Luego quedamos con la princesita y Buñuel en el Barrio Gótico. Los descubrimos a través del escaparate de una bombonería de la calle Portaferrissa. Estaban guapos, vestidos de fiesta porque esa noche iban a una entrega de premios teatrales. Parecían una pareja surgida de una película francesa de Eric Rohmer, con sus ojos oscuros y sus narices afiladas, seleccionando con cuidado el bombón que les ofrecería un momento de felicidad. Escuchaban con atención a la dependienta, que parecía contarles exhaustivamente los detalles de cada dulce, antes de decidirse por la compra de uno u otro. Transformando una nimiedad en un acto de importancia vital. No quisimos quebrar el encanto de ese momento. Ilse y yo caminamos hasta el final de la calle. Me senté en un pilón de hierro para fumar un cigarrillo, mientras ella me contaba esas historias que en su boca siempre parecen cuentos de Elvira Lindo. Habla como escribe. Luego nos reunimos con ellos y, en ese patio del Museu Marés, Ilse, la princesita y Buñuel se incluyeron mutuamente en su lista de personas que se admiten en este mundo.

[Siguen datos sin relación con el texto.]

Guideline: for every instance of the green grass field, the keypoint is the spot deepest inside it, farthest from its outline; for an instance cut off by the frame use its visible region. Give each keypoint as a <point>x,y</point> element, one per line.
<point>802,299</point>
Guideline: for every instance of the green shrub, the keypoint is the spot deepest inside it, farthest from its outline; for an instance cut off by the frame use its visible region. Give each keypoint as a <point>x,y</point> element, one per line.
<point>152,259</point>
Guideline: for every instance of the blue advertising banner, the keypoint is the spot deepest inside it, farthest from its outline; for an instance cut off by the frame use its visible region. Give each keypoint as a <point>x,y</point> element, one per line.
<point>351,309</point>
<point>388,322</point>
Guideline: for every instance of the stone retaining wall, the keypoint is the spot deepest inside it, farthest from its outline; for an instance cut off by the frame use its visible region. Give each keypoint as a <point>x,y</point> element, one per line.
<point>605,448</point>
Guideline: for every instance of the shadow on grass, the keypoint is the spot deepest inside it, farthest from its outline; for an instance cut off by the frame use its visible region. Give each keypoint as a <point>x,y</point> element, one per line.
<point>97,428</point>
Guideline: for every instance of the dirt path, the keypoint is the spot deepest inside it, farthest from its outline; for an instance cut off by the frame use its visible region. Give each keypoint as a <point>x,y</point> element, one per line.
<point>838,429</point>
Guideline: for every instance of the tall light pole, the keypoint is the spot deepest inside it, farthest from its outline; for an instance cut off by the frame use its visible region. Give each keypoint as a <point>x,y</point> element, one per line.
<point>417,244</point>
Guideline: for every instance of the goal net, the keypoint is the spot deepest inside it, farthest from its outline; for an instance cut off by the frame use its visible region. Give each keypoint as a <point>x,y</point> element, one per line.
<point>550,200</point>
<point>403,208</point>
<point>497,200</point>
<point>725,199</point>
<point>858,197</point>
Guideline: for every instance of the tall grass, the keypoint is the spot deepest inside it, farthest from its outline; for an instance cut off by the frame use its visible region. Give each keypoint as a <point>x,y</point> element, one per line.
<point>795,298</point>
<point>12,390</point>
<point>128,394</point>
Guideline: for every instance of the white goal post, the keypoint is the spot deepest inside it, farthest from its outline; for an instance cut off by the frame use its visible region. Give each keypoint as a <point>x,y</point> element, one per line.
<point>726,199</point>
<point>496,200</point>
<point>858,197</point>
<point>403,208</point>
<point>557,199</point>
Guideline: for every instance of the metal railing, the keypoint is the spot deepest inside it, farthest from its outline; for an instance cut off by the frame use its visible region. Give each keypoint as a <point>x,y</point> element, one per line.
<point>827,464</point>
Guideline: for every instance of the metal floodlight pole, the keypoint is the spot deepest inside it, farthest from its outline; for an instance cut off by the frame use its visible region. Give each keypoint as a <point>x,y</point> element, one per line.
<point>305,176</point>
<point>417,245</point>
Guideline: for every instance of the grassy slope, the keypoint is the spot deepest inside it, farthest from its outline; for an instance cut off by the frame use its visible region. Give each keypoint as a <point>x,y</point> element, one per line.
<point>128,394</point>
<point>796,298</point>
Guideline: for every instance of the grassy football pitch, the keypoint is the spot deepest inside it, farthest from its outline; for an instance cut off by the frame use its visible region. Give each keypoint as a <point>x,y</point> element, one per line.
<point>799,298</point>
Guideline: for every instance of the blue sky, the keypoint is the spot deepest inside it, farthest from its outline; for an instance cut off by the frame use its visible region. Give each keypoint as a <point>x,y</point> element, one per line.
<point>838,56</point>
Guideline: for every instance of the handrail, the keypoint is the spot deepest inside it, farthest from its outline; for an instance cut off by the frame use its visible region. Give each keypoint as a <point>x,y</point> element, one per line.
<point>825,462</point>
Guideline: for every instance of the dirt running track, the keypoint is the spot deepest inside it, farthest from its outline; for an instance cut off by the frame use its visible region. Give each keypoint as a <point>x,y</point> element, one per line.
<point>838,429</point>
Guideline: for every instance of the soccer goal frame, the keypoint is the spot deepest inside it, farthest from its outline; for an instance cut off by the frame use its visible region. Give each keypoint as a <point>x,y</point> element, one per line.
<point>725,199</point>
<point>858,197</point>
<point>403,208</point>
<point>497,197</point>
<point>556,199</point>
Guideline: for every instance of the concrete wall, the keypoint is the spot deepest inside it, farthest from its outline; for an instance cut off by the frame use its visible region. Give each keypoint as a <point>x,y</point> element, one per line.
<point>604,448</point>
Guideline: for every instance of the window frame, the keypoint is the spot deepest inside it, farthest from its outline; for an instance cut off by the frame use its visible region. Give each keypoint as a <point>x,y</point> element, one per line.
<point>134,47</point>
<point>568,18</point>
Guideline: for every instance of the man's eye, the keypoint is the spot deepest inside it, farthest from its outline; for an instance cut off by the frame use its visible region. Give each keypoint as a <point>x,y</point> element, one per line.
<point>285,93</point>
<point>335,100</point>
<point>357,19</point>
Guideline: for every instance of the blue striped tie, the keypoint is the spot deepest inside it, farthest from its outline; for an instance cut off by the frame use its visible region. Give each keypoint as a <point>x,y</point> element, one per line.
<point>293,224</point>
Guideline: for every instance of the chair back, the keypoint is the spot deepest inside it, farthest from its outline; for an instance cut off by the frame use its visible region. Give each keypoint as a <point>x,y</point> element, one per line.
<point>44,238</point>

Este domingo quedé con Ilse y la mujer elegante en el patio del CCCB. Llegué tarde, como siempre. Las descubrí hablando en un banco, a lo lejos, como si fueran amigas eternas. Me senté en un pilón a fumar para no romper su unión. Ilse seguía pareciendo una turista británica en Barcelona, y la mujer elegante tenía la energía de una Sofía Loren, con esa dureza italiana en sus ojos. Las contemplaba, mientras aterrizaban palomas en las baldosas y el viento levantaba las faldas de las turistas de verdad. Pensaba en la suerte que tengo de conocer a toda esa gente, para la que pondría una mesa larga en un patio con flores. Y me sentaría a escuchar sus risas y sus historias, tras la comida.

Este domingo por la tarde, mi camiseta marrón de la buena suerte no me impìdió cargar la maleta de Ilse, que tenía una rueda rota, hasta la estación de Sants. Regresaba a Madrid. La vi desaparecer por los pasillos del AVE, mientras añoraba ese viernes pasado cuando la buscaba por la calle dels Sitges. Mi segunda hermana se giró para mirarme. Es la única persona del mundo que lo hace cuando nos despedimos. Tenía los ojos muy azules. No sabía cuando los volvería a ver.

Salí con la mujer elegante a la calle. La obligué a caminar, a pesar de sus protestas italianas. Un día de éstos la pongo en la carpeta spam.